Королек: Вы далеко ушли от темы. Давайте вернемся обратно — от конструирования и деконструкции к реконструкции, то есть к работе Вихарева. Думаю, что его ситуация и ситуация «Спящей красавицы» 1999 года кардинально отличались от ситуации Лакотта и «Сильфиды» 1972 года. Все-таки в советской и постсоветской России культурный процесс происходил иначе: во второй половине 1960-х здесь не пережили «смерть модернизма», не встретили эпоху постмодерна, да и собственных Сьюзен Зонтаг здесь не водилось…

Гершензон: Возможно, Зонтаг здесь и не было, но «смерть модернизма» мы пережили по полной программе. Я был ребенком, но прекрасно помню, как папа, почему-то обращаясь ко мне, сказал: «Наши танки вошли в Прагу…» (его интонация была пафосной). Это и было в СССР «смертью модернизма» — конец хрущевской оттепели, последовавший за майскими событиями 1968-го во Франции и Пражской весной. Кстати, недавняя большая выставка про оттепель в Третьяковской галерее продемонстрировала именно то, что мы здесь были вполне в тренде. В 1963 году фильм «8½» Феллини получил Гран-при на кинофестивале не где-нибудь, а в Москве, — и это значит, что его здесь было кому оценить.

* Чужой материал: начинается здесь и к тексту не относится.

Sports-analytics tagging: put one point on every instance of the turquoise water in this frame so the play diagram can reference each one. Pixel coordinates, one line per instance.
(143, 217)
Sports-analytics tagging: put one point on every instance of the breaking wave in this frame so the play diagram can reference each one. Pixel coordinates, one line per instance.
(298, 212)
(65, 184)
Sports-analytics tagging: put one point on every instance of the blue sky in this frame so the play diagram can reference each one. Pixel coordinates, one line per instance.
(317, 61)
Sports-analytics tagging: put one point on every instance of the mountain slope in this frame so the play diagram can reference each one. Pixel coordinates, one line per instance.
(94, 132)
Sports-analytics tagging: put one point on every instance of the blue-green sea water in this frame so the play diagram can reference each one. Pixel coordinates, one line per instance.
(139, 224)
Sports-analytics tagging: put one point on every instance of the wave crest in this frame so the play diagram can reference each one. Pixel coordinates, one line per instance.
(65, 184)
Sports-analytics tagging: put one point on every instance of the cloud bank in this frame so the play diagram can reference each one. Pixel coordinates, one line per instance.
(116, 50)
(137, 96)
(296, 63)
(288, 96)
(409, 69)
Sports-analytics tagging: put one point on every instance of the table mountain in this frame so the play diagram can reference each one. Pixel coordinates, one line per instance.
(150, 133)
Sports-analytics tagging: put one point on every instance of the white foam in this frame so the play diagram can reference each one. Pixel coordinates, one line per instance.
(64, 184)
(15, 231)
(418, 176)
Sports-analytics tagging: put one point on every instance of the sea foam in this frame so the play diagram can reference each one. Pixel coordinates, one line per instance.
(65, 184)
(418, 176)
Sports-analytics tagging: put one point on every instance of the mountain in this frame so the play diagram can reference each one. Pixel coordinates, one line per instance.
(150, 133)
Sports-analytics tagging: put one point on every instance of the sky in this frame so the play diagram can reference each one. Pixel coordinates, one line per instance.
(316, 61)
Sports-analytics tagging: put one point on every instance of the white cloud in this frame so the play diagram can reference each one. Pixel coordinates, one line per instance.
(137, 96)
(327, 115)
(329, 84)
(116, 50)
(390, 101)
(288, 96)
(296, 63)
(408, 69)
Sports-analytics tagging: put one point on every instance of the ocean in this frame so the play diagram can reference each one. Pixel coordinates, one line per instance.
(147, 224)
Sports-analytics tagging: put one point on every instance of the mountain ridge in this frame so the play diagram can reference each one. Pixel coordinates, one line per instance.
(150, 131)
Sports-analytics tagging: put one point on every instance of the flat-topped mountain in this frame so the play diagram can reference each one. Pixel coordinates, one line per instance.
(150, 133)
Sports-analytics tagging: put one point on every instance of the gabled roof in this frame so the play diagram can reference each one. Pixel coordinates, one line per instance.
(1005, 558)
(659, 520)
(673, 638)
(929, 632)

А выдающийся оттепельный советский кинематограф? Он был абсолютно модернистским, и он закончился в конце 1960-х. Поинтересуйтесь, что пришло ему на смену… Думаю, самый лучший пример — Рустам Хамдамов, сделавший свою первую студенческую работу («В горах мое сердце») еще в 1967 году. Скорее всего, он не читал заметок Зонтаг о кэмпе (где он тогда мог их прочесть, да и зачем они ему были нужны?), но в 1974 году, году лакоттовской «Сильфиды», Хамдамов снял «Нечаянные радости» — тот самый несчастный незаконченный и, как долгое время считалось, утерянный фильм, адаптированная версия которого через год чудесным образом материализовалась под другим названием и другим именем — «Раба любви». Помните, что получилось у Михалкова? Елена Соловей, она же Вера Холодная, русский шехтелевский ресторанный «модерн» (не путать с модернизмом), мужчины говорят женскими голосами, необъятные шляпы, декадентские тени под глазами, все какое-то жеманное и сентиментально-липкое — тогда это стали называть «ретро». Собственно, это «ретро» и есть кэмп по Михалкову, кэмп, подозрительно смахивающий на китч. Кэмп же Хамдамова — и в этом отличие истинно аристократического искусства от искусства мещанского — гораздо жестче, грубее. В первую очередь, это касается текстов, диалогов. Вот отличный пример:

Вера Николаевна (Елена Соловей): То — ковер, а то — гобелен.

Надежда Николаевна (Наталья Лебле): Гобелен — картина!

В.Н.: Можно и картину смотреть как узор. Не разбирать, что на ней. Только расцветка, зубцы да полоски. Эта полоска туда, а эта туда.

Н.Н.: Но эта полоска туда, а эта туда — не для узора! А для того, чтобы показать что-то, чью-то морду! А на ковре полоски подобраны к полоске. Даже если кажется, что это баран или лебедь, то это так, потому что у самих лебедя и барана крыло подобрано к крылу, рог к рогу, все по паре. Потому что он сам — природы узор.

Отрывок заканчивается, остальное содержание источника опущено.